Ricardo Alarcon de Quesada, President of the National Assembly of Cuba, said the First Decade on the Eradication of Colonialism had just been completed, but unfortunately, the Decade would not go down in history as the decade in which that phenomenon had been eradicated. In the future, it might be called the Decade in which poverty had spread and deepened. The Decade would not be remembered as the advance of the elimination of inequality, but as a regression in democracy. Submitting Latin America to North American capital began a century ago in Puerto Rico. The coming Decade had to be one of a struggle of peoples to prevent a movement that ignored their basic rights.
During the seminar's substantive sessions, representatives of American Samoa pleaded to have that territory taken off the list of Non-Self-Governing Territories, as it was an “integral part of the United States”. A representative of Montserrat said the people of his territory were not pleased with their
colonial condition and the activities of the administering Power, the United Kingdom. The people of Montserrat would not accept a “manufactured integration” and did not wish to remain a colony of the United Kingdom.
Matters of international law and the principle of territorial integrity versus the one of the right to self-determination -- both contained in General Assembly resolution 1514 (XV) -- were addressed during statements on Gibraltar and the Malvinas/Falkland Islands.
A representative of the United States Virgin Islands addressed the modalities of United Nations agencies to render assistance to small island Non-Self-Governing Territories, and called for observer status of representatives of small island Non-Self-Governing Territories in world conferences and special Assembly sessions of the United Nations.

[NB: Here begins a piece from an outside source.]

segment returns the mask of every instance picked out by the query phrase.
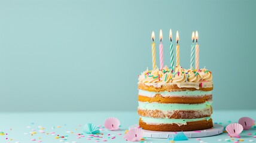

An expert from Anguilla announced that during the seminar, experts from several non-independent countries had come together to form the International Expert Group on Self-Determination to stimulate and encourage the flow of information relating to self-determination among non-independent countries, to provide expert commentary and analysis, and to provide a forum for the presentation, articulation and discussion of views of experts covering non-independent countries, including Non-Self-Governing Territories.
Most participants regarded the nationally televised reception hosted by Cuba’s President Fidel Castro in the Palacio Nacional on May 24 as the most memorable occasion of the seminar.
The Non-Self-Governing Territories are: Western Sahara in Africa; American Samoa (United States), Guam (United States), New Caledonia (France), Pitcairn (United Kingdom), and Tokelau (New Zealand) in Asia and the Pacific; Anguilla (United Kingdom), Bermuda (United Kingdom), British Virgin Islands (United Kingdom), Cayman Islands (United Kingdom), Falkland Islands/Malvinas (United Kingdom), Gibraltar (United Kingdom), Montserrat (United Kingdom), St. Helena (United Kingdom), Turks and Caicos Islands (United Kingdom), and United States Virgin Islands (United States) in the Atlantic.
Members of the Special Committee of 24 are: Antigua and Barbuda, Bolivia, Chile, China, Congo, Côte d'Ivoire, Cuba, Ethiopia, Fiji, Grenada, India, Indonesia, Iran, Iraq, Mali, Papua New Guinea, Russian Federation, Saint Lucia, Sierra Leone, Syria, Tunisia, United Republic of Tanzania, Venezuela and Yugoslavia.